A sub-atomic particle of mass $$10^{-30}$$kg is moving with a velocity $$2.21\times10^{6}$$ m/s . Under the matter wave consideration, the particle will behave closely like
$$\left(h=6.63\times10^{-34}J.s\right)$$

We need to find the de Broglie wavelength of the particle and identify which type of electromagnetic radiation it corresponds to.

The de Broglie wavelength formula is $$\lambda = \frac{h}{mv}$$.

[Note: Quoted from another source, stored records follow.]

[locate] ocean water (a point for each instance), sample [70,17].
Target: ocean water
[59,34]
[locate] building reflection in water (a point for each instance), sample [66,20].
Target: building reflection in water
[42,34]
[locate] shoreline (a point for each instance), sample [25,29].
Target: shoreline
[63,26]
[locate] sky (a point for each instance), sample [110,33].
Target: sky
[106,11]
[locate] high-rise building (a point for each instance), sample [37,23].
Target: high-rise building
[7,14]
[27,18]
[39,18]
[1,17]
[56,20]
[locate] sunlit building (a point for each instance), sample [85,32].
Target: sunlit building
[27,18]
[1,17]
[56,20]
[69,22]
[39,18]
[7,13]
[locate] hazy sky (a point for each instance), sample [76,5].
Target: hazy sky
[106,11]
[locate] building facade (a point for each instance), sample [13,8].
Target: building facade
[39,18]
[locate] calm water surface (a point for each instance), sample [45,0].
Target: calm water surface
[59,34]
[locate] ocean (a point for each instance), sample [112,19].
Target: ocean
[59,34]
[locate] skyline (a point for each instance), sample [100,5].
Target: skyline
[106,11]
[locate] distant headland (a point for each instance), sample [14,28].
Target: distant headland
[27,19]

Since the mass of the particle is $$m = 10^{-30}$$ kg, its speed is $$v = 2.21 \times 10^{6}$$ m/s, and Planck’s constant is $$h = 6.63 \times 10^{-34}$$ J·s, substituting these values yields:

$$\lambda = \frac{6.63 \times 10^{-34}}{10^{-30} \times 2.21 \times 10^{6}}$$

$$\lambda = \frac{6.63 \times 10^{-34}}{2.21 \times 10^{-24}}$$

$$\lambda = 3 \times 10^{-10} \text{ m} = 3 \text{ Å}$$

Now, to classify this wavelength, note that visible radiation spans $$4000 - 7000$$ Å; infrared radiation corresponds to greater than $$7000$$ Å; X-rays are in the range $$0.1 - 100$$ Å; and gamma rays are below $$0.1$$ Å.

Since $$\lambda = 3$$ Å falls in the X-ray range, the particle will behave closely like X-rays. Therefore, the correct answer is Option 4: X-rays.